Цигарка зажглась. Семиошка сладостно дыхнул дымом едким, чуто ли не адским.
– Дядя Семиоша, бабушке еще в пятницу ехать, ты с полозьями успеешь, а смотри деревенские уже на салазках давно катаются.
– На салазках, на салазках… и тебе, знычит, и сделаю… завтра поедешь. Ножку, тово… а вечером говнецом доску помажу, водой залью… заморозим… вот и тово, знычит.
В мастерской, собственно, курить не полагается. Попадет искорка в стружки – все запылает.
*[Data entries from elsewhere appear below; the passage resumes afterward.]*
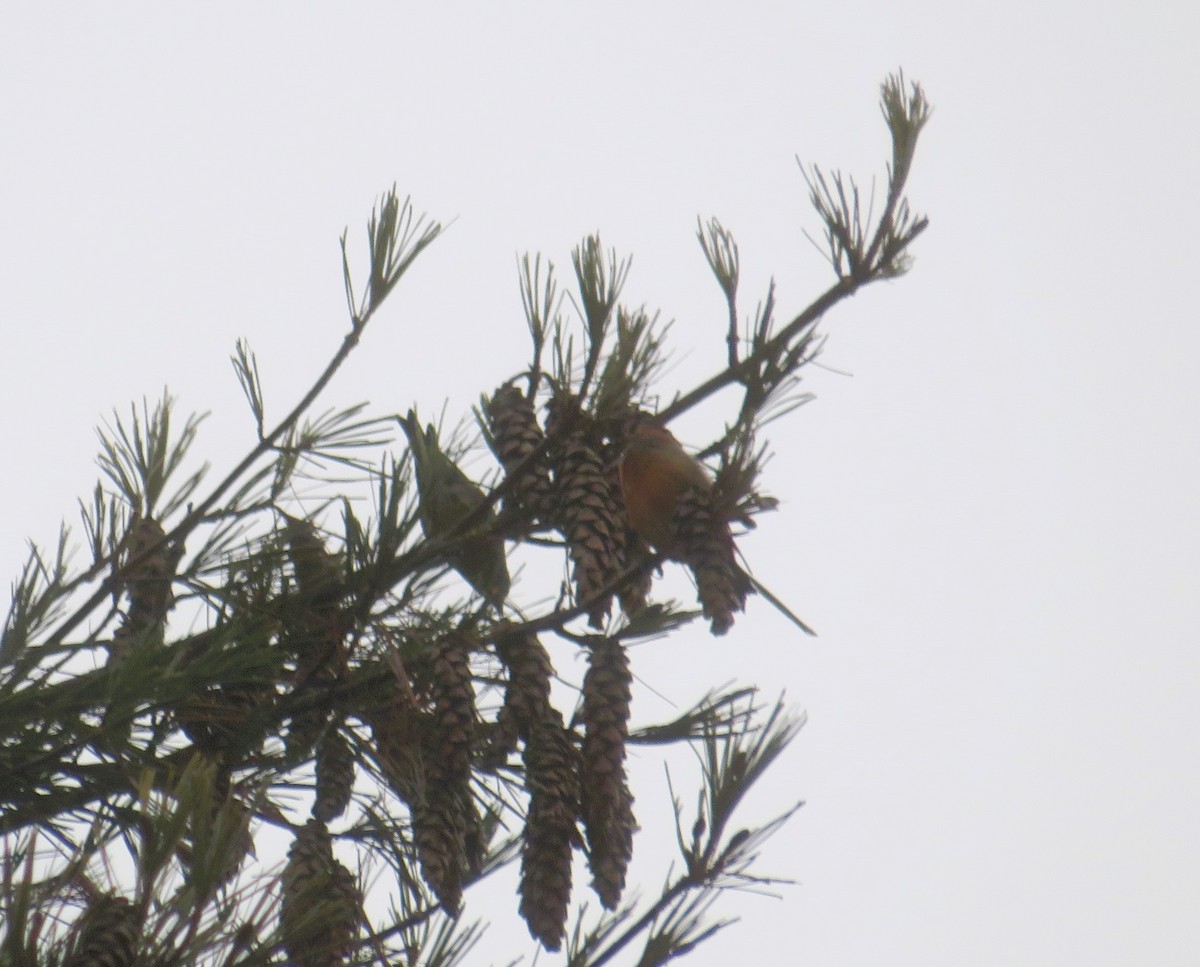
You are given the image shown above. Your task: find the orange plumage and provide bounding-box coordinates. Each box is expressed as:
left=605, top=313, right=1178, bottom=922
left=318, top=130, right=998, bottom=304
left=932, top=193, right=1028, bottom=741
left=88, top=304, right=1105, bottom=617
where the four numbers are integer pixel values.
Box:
left=619, top=424, right=713, bottom=557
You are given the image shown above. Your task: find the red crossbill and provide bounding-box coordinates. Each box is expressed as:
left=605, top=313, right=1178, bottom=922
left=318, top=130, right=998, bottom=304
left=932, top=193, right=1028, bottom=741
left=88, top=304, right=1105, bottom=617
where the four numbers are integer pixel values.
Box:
left=619, top=424, right=816, bottom=635
left=620, top=424, right=713, bottom=559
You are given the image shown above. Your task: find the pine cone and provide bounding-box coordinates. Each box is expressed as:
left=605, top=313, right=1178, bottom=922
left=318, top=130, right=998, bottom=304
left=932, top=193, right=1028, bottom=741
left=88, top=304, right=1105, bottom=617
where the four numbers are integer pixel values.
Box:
left=487, top=629, right=554, bottom=768
left=520, top=713, right=580, bottom=950
left=430, top=632, right=478, bottom=785
left=109, top=516, right=184, bottom=661
left=556, top=433, right=625, bottom=627
left=64, top=893, right=142, bottom=967
left=413, top=632, right=479, bottom=913
left=485, top=383, right=554, bottom=521
left=580, top=638, right=637, bottom=909
left=283, top=517, right=353, bottom=755
left=673, top=488, right=751, bottom=636
left=413, top=783, right=470, bottom=917
left=280, top=819, right=362, bottom=967
left=312, top=728, right=354, bottom=823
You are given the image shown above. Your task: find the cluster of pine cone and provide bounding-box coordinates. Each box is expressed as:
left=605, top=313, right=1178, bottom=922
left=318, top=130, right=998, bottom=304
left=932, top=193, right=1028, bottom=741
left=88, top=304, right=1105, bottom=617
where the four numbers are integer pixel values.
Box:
left=485, top=383, right=750, bottom=635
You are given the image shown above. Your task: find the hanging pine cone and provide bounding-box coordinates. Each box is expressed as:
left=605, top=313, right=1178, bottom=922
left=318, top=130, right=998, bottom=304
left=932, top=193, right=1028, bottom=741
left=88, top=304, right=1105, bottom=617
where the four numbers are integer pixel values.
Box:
left=312, top=727, right=354, bottom=823
left=556, top=433, right=624, bottom=627
left=109, top=515, right=184, bottom=661
left=580, top=638, right=637, bottom=909
left=485, top=383, right=554, bottom=521
left=673, top=487, right=751, bottom=636
left=413, top=782, right=468, bottom=917
left=520, top=713, right=580, bottom=950
left=485, top=626, right=554, bottom=768
left=283, top=517, right=352, bottom=755
left=413, top=631, right=479, bottom=913
left=64, top=893, right=142, bottom=967
left=280, top=819, right=362, bottom=967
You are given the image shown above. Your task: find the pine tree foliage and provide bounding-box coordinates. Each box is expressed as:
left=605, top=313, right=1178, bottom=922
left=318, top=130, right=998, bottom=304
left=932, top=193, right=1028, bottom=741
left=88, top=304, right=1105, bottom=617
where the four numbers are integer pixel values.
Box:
left=0, top=76, right=929, bottom=967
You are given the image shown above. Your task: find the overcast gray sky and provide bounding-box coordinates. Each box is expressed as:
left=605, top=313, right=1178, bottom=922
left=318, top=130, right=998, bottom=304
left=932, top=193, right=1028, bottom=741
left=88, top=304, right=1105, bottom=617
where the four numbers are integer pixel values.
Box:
left=0, top=0, right=1200, bottom=967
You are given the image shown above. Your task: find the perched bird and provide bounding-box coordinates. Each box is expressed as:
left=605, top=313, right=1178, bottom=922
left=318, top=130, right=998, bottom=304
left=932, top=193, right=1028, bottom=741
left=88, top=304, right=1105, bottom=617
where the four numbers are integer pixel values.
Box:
left=396, top=410, right=511, bottom=608
left=618, top=424, right=816, bottom=635
left=619, top=424, right=710, bottom=560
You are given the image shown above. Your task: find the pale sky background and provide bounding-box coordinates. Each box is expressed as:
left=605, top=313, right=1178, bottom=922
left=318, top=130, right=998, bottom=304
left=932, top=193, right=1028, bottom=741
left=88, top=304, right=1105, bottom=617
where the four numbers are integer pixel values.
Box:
left=0, top=0, right=1200, bottom=967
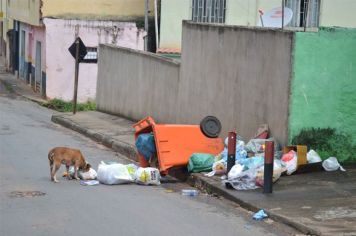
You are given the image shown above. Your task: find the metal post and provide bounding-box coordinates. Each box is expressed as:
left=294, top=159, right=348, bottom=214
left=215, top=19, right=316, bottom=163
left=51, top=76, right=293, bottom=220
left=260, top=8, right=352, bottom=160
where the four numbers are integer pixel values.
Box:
left=145, top=0, right=150, bottom=51
left=282, top=0, right=285, bottom=29
left=303, top=0, right=309, bottom=32
left=263, top=141, right=274, bottom=193
left=73, top=38, right=79, bottom=114
left=258, top=9, right=264, bottom=27
left=226, top=132, right=236, bottom=173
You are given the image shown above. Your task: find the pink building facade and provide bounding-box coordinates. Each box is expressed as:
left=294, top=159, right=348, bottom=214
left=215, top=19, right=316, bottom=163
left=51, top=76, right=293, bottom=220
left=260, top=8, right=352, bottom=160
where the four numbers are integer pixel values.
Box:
left=17, top=18, right=146, bottom=102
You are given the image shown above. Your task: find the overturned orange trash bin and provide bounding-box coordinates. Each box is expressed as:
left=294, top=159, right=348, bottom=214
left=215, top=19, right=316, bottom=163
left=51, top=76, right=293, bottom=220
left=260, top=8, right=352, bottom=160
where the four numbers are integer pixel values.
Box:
left=133, top=116, right=224, bottom=174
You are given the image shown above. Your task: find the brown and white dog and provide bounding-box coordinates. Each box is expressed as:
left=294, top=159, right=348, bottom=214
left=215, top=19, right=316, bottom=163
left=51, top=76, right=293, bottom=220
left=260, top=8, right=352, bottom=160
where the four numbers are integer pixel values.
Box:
left=48, top=147, right=91, bottom=183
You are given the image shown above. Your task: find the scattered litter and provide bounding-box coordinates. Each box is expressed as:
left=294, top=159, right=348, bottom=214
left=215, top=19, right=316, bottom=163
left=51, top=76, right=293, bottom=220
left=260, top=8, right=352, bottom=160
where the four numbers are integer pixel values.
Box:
left=307, top=149, right=322, bottom=163
left=80, top=180, right=99, bottom=186
left=252, top=210, right=268, bottom=220
left=256, top=160, right=285, bottom=187
left=322, top=157, right=346, bottom=171
left=188, top=153, right=215, bottom=173
left=205, top=158, right=227, bottom=177
left=182, top=189, right=199, bottom=197
left=223, top=164, right=258, bottom=190
left=135, top=167, right=161, bottom=185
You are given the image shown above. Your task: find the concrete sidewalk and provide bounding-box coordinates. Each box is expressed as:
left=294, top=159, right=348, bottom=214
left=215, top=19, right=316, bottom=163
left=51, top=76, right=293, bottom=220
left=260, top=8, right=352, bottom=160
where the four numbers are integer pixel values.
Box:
left=52, top=111, right=356, bottom=235
left=0, top=69, right=356, bottom=235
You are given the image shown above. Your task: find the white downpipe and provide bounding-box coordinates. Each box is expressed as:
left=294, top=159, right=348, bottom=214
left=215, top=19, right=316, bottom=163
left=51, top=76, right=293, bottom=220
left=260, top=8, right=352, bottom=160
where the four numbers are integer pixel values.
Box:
left=154, top=0, right=159, bottom=52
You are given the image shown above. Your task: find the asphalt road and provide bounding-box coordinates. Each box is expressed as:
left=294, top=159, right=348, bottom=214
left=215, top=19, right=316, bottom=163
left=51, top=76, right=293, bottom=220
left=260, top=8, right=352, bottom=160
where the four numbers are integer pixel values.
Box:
left=0, top=83, right=295, bottom=236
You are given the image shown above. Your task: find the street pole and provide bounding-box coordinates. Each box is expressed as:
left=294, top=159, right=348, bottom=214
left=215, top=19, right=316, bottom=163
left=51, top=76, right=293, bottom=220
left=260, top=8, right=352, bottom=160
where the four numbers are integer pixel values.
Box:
left=226, top=132, right=236, bottom=174
left=145, top=0, right=149, bottom=51
left=282, top=0, right=285, bottom=30
left=303, top=0, right=309, bottom=32
left=73, top=38, right=79, bottom=115
left=263, top=141, right=274, bottom=193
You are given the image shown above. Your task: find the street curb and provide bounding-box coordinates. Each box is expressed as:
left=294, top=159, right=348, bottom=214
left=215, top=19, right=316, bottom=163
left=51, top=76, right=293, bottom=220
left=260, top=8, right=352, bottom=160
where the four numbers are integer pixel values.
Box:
left=187, top=173, right=322, bottom=235
left=0, top=79, right=48, bottom=106
left=51, top=115, right=138, bottom=162
left=51, top=115, right=322, bottom=235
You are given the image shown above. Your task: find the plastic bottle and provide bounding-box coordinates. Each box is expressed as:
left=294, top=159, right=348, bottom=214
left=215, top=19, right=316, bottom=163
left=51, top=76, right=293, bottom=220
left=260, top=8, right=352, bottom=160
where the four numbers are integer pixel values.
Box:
left=182, top=189, right=199, bottom=197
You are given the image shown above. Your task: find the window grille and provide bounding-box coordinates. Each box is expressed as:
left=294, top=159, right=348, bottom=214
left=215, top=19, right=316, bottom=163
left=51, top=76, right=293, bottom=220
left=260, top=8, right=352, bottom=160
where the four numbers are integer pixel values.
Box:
left=192, top=0, right=226, bottom=23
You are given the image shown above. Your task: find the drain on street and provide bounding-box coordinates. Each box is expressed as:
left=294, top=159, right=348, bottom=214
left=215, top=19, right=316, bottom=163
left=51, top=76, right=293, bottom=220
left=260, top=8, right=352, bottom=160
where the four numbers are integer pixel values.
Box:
left=10, top=191, right=46, bottom=198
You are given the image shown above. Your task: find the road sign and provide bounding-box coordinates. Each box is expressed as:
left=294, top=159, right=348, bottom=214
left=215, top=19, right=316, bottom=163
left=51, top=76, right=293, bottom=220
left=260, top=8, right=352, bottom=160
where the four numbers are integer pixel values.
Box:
left=68, top=37, right=88, bottom=62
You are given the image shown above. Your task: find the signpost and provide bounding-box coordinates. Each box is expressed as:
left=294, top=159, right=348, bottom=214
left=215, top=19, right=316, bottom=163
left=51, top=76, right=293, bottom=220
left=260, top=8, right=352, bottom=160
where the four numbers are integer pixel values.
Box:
left=68, top=37, right=87, bottom=114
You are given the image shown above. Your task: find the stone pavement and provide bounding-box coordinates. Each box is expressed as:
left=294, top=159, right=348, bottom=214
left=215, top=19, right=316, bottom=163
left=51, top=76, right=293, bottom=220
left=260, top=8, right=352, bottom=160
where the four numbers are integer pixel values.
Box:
left=0, top=70, right=356, bottom=235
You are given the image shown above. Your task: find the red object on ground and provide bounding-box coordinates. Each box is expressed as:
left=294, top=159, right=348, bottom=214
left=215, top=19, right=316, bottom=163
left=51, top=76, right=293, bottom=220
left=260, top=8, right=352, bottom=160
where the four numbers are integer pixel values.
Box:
left=133, top=116, right=224, bottom=174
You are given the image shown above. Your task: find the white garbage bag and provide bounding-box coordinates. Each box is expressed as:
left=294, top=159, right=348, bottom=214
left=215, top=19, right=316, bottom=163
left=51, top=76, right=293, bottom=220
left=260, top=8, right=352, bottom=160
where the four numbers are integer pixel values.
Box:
left=98, top=162, right=134, bottom=185
left=322, top=157, right=346, bottom=171
left=135, top=167, right=161, bottom=185
left=281, top=150, right=298, bottom=175
left=65, top=166, right=97, bottom=180
left=78, top=168, right=98, bottom=180
left=307, top=149, right=321, bottom=163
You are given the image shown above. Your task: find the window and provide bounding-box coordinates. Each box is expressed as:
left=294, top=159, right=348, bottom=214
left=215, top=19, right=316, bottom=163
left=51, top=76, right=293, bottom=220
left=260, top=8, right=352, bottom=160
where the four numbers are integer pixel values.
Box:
left=285, top=0, right=320, bottom=27
left=192, top=0, right=226, bottom=23
left=83, top=47, right=98, bottom=63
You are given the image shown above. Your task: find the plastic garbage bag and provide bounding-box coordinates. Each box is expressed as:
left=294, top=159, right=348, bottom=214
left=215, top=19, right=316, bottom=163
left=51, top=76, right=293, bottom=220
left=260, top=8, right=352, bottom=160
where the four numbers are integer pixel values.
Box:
left=135, top=133, right=157, bottom=161
left=322, top=157, right=346, bottom=171
left=188, top=153, right=215, bottom=173
left=78, top=168, right=98, bottom=180
left=205, top=158, right=227, bottom=177
left=220, top=137, right=247, bottom=162
left=281, top=150, right=298, bottom=175
left=135, top=167, right=161, bottom=185
left=97, top=162, right=134, bottom=185
left=252, top=210, right=268, bottom=220
left=238, top=156, right=265, bottom=170
left=307, top=149, right=322, bottom=163
left=125, top=164, right=138, bottom=180
left=80, top=180, right=99, bottom=186
left=63, top=166, right=98, bottom=180
left=245, top=138, right=281, bottom=159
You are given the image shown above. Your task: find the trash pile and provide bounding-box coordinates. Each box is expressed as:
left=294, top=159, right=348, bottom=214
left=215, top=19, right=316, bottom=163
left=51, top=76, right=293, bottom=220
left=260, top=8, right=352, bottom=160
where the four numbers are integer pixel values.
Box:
left=188, top=124, right=345, bottom=190
left=68, top=161, right=161, bottom=185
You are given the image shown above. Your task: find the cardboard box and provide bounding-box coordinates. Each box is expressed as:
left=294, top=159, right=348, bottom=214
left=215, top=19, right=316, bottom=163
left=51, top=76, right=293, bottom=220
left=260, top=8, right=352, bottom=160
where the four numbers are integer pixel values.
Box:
left=283, top=145, right=308, bottom=167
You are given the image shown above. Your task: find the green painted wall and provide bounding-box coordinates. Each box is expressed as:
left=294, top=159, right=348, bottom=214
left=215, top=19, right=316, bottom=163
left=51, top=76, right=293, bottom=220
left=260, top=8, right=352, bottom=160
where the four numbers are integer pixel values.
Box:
left=289, top=28, right=356, bottom=143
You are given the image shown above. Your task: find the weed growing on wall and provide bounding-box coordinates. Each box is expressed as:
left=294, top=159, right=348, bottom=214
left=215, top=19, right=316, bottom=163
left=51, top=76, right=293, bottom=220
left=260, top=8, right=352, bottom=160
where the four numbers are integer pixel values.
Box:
left=292, top=128, right=356, bottom=163
left=42, top=98, right=96, bottom=112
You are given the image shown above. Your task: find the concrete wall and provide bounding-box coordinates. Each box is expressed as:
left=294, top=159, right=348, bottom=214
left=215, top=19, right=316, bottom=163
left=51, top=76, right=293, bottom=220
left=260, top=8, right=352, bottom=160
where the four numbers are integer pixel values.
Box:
left=42, top=0, right=154, bottom=20
left=289, top=28, right=356, bottom=143
left=177, top=22, right=293, bottom=144
left=7, top=0, right=41, bottom=26
left=96, top=45, right=179, bottom=122
left=44, top=18, right=145, bottom=102
left=97, top=22, right=293, bottom=144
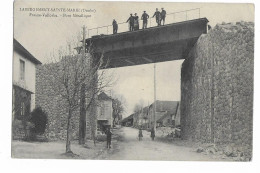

При отце Симеошка никогда бы не закурил (а боится он только матери). Но Глеб невелика фигура, да еще и явился просителем.
– А ты все за охотой… за охотой ходишь? Знычит… самого мало от земли видать… за охотой. Ты бы ястреба стрелил. Курей у Настасьи… цыплят таскает… Ты бы ястреба. А то палить, палить, палить… чего тебе воробьи исделали?
Глеб несколько смущен, что доселе не убил ястреба. Ему и самому бы хотелось…
– Ястреб сторожкий, высоко летает. А у меня ружье всего на пятьдесят шагов берет.
– Кол ему в хрен, самых курей дерет… высоко, высоко… на самый двор слушается… какие там цыплятки, наседки, и без никаких… высоко. Кол ему в хрен.
Семиошка докурил цигарку, чуть не проглотил от жадности огонь, потом опять взялся за фуганок.
– По книжкам читаешь… там, знычит, у вас в барском доме эти, как оне… газеты… на цигарки, тово… хороша бумага. Вот бы и принес дяде Семиошке…
Глеб обещает, и чувствует опять неловкость: с этого надо было и начинать!
– Так значит, к завтрашнему?
– Знычит, сказал… знычит, безо всяких.